The performance had its points of high excitement, but too often Murray discarded the virtues of his sound check to fly into the high register for extended displays that became wearing without the contrast of dark richness in the registers below. Next day, the Saturday, was much more satisfying. It was cooking. The high register was now thrilling because it sprang naturally yet surprisingly from the force beneath it. The rhythm section, who had always sounded good, were now united. Young drummer Malik Washington was a powerhouse and his smashing loose accents now had a logical momentum on which to work. Bassist Jaribu Shahid was big and driving and pianist Lafayette Gilchrist opened his playing to reveal marked individuality, invention and bubbling excitement.
Murray is one of those players – like Archie Shepp, Sonny Rollins and Coleman Hawkins – who can create a deeply satisfying dark forest of tenor sound. On Saturday he did it. In contrast, his bass clarinet – while jumping in angular patterns, squalling and rhythmically popping in exciting fashion – also made use of the instrument’s liquid buoyancy in the low register. There was a spring at the bottom and a swing that was almost trad.
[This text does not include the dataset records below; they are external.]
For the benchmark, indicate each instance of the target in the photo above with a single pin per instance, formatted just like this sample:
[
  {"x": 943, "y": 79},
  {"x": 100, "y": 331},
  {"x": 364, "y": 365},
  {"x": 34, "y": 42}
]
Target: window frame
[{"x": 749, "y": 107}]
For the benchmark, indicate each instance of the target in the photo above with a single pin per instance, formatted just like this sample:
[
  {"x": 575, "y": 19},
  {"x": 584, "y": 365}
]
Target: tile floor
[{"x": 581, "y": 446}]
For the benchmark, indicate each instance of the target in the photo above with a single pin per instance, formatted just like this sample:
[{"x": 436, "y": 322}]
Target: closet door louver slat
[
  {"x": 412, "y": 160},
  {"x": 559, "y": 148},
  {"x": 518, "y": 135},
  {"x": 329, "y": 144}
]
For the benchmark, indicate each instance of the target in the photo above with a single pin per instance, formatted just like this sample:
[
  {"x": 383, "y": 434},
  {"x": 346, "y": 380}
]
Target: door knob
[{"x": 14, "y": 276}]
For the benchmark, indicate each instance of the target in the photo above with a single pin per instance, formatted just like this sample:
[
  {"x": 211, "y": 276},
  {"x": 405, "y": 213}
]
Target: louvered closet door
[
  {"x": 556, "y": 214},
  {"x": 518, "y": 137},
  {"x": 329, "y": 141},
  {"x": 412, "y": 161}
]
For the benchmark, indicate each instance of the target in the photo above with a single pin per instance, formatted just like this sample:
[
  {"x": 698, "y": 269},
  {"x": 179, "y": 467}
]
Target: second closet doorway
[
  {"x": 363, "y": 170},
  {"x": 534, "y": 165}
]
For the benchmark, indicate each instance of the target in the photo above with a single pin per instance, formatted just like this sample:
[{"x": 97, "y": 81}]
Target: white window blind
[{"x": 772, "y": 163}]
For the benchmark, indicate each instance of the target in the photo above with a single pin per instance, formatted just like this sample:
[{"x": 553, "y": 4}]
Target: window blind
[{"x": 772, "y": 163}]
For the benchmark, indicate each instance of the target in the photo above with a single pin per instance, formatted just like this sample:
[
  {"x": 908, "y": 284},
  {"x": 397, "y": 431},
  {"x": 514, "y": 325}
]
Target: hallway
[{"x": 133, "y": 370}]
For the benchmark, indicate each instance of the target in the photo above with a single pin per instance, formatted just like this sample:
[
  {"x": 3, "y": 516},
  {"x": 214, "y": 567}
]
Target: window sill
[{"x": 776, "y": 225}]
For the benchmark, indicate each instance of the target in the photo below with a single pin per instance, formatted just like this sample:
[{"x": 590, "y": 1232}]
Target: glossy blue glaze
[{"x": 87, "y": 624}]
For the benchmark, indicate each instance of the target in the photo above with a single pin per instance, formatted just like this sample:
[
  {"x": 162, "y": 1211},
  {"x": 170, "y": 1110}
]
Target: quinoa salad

This was in the afternoon of one of the best days of music I have experienced. In the morning I had heard American pianist and composer Jim McNeely’s Spare Parts Orchestra, which had been assembled from leading Sydney players by Gai Bryant, who played a beautiful alto solo on the first piece – which was set grooving by Craig Walters’s fine opening solo. McNeely’s writing was subtle, often airily expanding in the balmy day and punctuated by brilliant blasts that froze the air from the great trumpet section : Warwick Alder, Don Rader, Angus Gomm and Daryl Carthew. A word here for Don Rader, who played one of McNeely’s themes at ballad tempo like honey on the side valve flugelhorn. Large sections of the tent were drawn back so that sunny day and the lovely park became part of the music.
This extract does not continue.